Hempsted v. Cargill

46 Minn. 141 | Minn. | 1891

Dickinson, J.1

The above appellants instituted proceedings under the statute to acquire the right to construct and maintain a mill-dam at a height which would result in overflowing lands of the respondents. After an award by commissioners the proceeding came before the district court, and was there tried as though an appeal had been properly perfected, and judgment was entered, wherein it is recited that these respondents had duly appealed to that court from the award of the commissioners. This is an appeal from that judgment. The sole ground upon which a reversal is sought is that the district court had no jurisdiction, because, as the contention is, the appeal was not taken within the time limited by statute therefor, — 30 days after notice of the filing of the commissioners’ report, —and because the bond, although approved by the court commissioner of the county, was not approved by the judge of the district court, nor was the amount of the bond fixed by him.

Assuming that it was essential to the acquiring of jurisdiction by the court that the requirement of the statute as to a bond be complied with, we are of opinion that this was done. The court commissioner, having the authority of a district judge at chambers, might discharge the prescribed official duties of the latter officer respecting such bonds.
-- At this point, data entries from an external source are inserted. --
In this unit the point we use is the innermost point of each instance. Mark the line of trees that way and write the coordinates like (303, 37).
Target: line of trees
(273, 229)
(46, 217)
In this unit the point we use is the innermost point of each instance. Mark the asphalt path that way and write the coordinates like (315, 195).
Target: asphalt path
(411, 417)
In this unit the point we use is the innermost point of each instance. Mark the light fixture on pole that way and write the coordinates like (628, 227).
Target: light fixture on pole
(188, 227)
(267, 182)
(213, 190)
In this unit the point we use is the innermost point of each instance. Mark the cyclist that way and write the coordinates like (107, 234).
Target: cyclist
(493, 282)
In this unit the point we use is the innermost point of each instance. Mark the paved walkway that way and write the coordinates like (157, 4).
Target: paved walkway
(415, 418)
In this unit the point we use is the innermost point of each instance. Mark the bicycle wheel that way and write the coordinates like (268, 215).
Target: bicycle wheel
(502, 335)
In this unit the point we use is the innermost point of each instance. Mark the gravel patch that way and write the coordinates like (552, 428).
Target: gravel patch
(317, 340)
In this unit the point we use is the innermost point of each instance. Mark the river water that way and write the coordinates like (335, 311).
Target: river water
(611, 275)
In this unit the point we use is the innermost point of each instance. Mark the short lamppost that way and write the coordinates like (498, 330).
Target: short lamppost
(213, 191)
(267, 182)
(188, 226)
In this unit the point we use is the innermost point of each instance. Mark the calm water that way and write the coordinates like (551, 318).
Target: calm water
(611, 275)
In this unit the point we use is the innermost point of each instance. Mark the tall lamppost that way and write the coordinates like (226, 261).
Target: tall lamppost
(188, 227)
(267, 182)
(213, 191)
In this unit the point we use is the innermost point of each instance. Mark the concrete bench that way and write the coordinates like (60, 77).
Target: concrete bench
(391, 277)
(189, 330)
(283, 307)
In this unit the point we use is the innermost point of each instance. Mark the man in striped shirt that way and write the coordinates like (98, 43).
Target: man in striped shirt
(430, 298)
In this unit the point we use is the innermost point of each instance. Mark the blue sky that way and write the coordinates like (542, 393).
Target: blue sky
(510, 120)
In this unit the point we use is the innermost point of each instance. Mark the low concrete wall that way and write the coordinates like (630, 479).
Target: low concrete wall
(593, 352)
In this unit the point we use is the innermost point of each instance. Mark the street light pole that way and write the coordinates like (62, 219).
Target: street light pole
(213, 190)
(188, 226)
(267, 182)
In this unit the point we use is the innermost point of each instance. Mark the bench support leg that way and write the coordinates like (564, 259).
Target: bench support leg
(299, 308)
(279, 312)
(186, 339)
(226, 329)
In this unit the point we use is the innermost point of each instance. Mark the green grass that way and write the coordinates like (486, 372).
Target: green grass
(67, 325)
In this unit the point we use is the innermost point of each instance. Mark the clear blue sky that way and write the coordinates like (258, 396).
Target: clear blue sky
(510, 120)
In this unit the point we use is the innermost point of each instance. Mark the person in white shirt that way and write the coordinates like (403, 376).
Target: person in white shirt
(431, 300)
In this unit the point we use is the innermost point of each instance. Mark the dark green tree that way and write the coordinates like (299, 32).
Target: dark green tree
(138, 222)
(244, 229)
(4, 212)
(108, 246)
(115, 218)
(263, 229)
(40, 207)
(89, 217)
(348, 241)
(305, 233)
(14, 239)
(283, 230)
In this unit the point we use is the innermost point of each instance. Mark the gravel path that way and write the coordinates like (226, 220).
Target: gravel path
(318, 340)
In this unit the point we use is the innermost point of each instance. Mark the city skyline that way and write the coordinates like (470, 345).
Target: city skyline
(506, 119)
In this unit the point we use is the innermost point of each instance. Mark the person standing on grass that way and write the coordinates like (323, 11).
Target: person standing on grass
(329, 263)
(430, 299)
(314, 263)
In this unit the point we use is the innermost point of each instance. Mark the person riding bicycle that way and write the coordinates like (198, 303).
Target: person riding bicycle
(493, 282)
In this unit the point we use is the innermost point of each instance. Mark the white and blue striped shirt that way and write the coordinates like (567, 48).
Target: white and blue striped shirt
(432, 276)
The approval of the bond by the proper officer involved a determination as to the amount for which the bond should be given, and it was not necessary that the amount be fixed by a separate order.

The appellants assume to show by a statement of facts, embraced in and allowed as part of a bill of exceptions, that the appeal was not taken in time, if at all. The contention of the-respondents that this is not shown must be sustained, and it is unnecessary to consider whether an appeal can be perfected in such cases by a publication of the notice, where the adverse parties are non-residents of the state. Even if it be assumed that an appeal cannot be, or that it was not in this case, perfected in that manner, it does not appear that the court did pot acquire jurisdiction by a personal and timely *143service of the notice. The appellants are not entitled to have the judgment from which they appeal reversed for want of jurisdiction unless the defect be affirmatively shown. Error is not to be presumed. While the statement of facts above referred to shows that these appellants were non-residents of the state, and that a notice of an appeal by these respondents to the district court was published for seven weeks in a newspaper, it does not show, and it is not to be inferred, that the notice was not served in any other manner; hence it fails to show that the court did not acquire jurisdiction. This conclusion is not in conflict with the decision in Barber v. Morris, 37 Minn. 194, (33 N. W. Rep. 559.) As it was incumbent on the appellants. to show the fact relied upon for a reversal of the judgment, the statement of the facts which they prepared for that specific purpose, and had authenticated as true, does not justify an inference in favor of the appellants that the facts stated were all of the facts relating to the manner of the service of the notice of appeal. The rule of presumption in such a case is different from that to be applied when the record of an action — the judgment roll — purports to show the manner in which jurisdiction was acquired, as was the case in Barber v. Morris.

Judgment affirmed.

Note. A motion for a reargument of this case was denied June 2, 1891.

Gilfillan, C. J., and Mitchell, J., did not hear the argument or participate in this decision.